The cough that lingers
Health professionals divide coughing into two main categories: Acute and chronic. Haromy says acute coughs last less than three weeks — with coughs from a common cold generally lasting only a few days — while chronic coughs linger for eight weeks or longer.
“It doesn’t mean a chronic cough will be with you forever,” he says. You can have a bad infection and the cough will last for months — long after you’re feeling otherwise better — since it won’t go away until the inflammation is gone.
Ladies, let it out
In certain cases, stifling a cough — as etiquette norms might dictate — can actually make things worse, leading to an unusual condition known as Lady Windermere Syndrome. A 2015 paper in the Cleveland Clinic Journal of Medicine says typical patients with the condition are thin, well-mannered elderly women who suppress their cough “out of politeness.”
The result is a syndrome involving fatigue, the production of saliva and mucus from the respiratory tract, and occasionally fever, trouble breathing, and coughing up blood. The name comes from Oscar Wilde’s play Lady Windermere’s Fan — a satire of the strict-mannered Victorian era.
A cough, or a tic?
Coughing can also stem from a seemingly unrelated condition: Tourette’s syndrome. Along with sniffing, throat-clearing and eye-blinking, coughing is among the many tics associated with this neurological condition affecting the brain and nervous systems that typically starts during childhood.
When to visit a doctor
Generally, coughing isn’t much to worry about — particularly if it goes away quickly. But experts say in certain cases a lingering cough may hint at bigger health problems and should mean a trip to your family doctor. Sometimes, a cough is coupled with other breathing symptoms, such as wheezing or shortness of breath. Those could be signs of a viral respiratory tract infection or asthma, says Vanek. There are also a few other key signs indicating a potentially serious condition:
If you’re producing a lot of mucus, or if the mucus has turned from white-ish to another colour like yellow or brown, Haromy says it could signal something more serious than a basic cold. Green-tinged mucus, for instance, could indicate a bacterial infection. And if there’s blood in it, immediately go to a physician, Haromy says. Coughing up blood could indicate tuberculosis or even certain types of cancer, says pediatrician Dr. Dina Kulik, an assistant professor at the University of Toronto.

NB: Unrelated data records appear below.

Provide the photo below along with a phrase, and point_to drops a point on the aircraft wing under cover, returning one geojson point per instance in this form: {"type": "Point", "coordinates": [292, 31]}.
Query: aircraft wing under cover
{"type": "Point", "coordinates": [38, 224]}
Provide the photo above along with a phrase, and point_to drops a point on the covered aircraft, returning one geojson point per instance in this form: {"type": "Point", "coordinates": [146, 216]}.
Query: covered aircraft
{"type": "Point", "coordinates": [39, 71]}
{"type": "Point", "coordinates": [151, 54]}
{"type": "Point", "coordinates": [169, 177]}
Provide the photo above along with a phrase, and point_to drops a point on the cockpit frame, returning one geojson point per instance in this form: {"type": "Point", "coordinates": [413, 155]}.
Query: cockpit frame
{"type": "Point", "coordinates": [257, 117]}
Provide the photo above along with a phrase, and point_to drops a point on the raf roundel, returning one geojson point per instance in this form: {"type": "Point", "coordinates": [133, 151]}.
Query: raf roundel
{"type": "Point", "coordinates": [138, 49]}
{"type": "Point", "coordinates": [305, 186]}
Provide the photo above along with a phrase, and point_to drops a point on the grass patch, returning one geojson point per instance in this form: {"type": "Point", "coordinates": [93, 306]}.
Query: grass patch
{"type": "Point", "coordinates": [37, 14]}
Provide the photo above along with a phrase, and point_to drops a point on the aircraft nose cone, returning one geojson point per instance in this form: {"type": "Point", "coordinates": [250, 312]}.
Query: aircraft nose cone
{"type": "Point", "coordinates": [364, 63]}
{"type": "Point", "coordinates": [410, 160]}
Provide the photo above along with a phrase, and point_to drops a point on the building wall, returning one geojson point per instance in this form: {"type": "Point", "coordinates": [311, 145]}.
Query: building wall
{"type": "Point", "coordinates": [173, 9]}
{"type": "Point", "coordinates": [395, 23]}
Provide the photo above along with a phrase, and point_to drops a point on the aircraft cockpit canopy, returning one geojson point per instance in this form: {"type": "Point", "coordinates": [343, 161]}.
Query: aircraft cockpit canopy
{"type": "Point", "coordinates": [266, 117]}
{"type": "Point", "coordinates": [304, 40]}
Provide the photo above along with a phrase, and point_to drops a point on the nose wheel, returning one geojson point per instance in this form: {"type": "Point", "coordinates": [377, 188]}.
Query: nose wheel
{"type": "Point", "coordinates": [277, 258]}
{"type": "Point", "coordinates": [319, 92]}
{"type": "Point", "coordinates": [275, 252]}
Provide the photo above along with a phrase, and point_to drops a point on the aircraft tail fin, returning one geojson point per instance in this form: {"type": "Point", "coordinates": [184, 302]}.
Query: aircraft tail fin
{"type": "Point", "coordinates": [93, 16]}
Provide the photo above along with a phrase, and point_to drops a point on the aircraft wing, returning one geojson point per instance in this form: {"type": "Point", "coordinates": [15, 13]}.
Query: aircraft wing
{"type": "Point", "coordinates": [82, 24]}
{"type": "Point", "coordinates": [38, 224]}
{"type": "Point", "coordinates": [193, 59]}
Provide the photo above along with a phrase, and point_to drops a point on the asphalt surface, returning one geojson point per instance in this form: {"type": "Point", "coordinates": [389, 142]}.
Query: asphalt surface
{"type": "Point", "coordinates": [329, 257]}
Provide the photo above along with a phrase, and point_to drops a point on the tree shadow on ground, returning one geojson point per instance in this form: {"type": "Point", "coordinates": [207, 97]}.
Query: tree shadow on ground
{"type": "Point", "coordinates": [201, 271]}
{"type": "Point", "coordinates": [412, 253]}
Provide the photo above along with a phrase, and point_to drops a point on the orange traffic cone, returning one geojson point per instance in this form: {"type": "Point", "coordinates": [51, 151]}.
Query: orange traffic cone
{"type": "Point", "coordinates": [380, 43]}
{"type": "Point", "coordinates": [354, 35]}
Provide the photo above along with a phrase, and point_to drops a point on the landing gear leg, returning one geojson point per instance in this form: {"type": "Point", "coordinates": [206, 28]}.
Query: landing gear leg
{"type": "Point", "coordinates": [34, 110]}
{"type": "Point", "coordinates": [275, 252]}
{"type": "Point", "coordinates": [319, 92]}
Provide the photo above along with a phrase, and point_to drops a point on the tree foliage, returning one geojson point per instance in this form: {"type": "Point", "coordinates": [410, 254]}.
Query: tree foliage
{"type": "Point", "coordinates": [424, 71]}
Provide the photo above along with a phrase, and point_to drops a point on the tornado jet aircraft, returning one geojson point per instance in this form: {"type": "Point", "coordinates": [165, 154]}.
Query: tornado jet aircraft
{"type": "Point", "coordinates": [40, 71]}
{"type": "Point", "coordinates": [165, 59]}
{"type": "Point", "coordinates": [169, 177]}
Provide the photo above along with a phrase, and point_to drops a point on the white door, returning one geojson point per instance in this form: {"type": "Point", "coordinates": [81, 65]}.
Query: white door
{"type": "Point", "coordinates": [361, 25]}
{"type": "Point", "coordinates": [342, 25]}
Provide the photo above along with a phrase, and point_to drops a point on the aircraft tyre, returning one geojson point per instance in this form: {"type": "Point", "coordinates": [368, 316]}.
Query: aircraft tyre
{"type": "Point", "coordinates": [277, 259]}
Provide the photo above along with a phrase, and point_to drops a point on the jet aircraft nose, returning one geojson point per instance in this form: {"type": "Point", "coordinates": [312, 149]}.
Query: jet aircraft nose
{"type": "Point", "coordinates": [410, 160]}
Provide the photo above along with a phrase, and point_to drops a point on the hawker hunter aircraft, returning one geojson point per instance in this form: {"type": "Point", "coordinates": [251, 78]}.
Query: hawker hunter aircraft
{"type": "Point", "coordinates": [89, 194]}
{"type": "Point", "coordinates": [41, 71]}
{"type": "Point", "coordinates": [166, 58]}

In both adults and kids, a fever acts as a warning sign of something more serious, such as pneumonia. “Most people over the age of 50 won’t get a fever with typical respiratory tract infection,” says Vanek, but could have a fever with influenza.
A smoker’s cough
Doctors pay close attention to the connection between smoking and coughing. “If someone is a cigarette smoker or has been in the past for more than 5 to10 years, then a chronic cough has a different connotation completely, because then we’re always concerned about lung cancer,” says respirologist Dr. Paul O’Byrne, professor and chair of McMaster University’s Department of Medicine.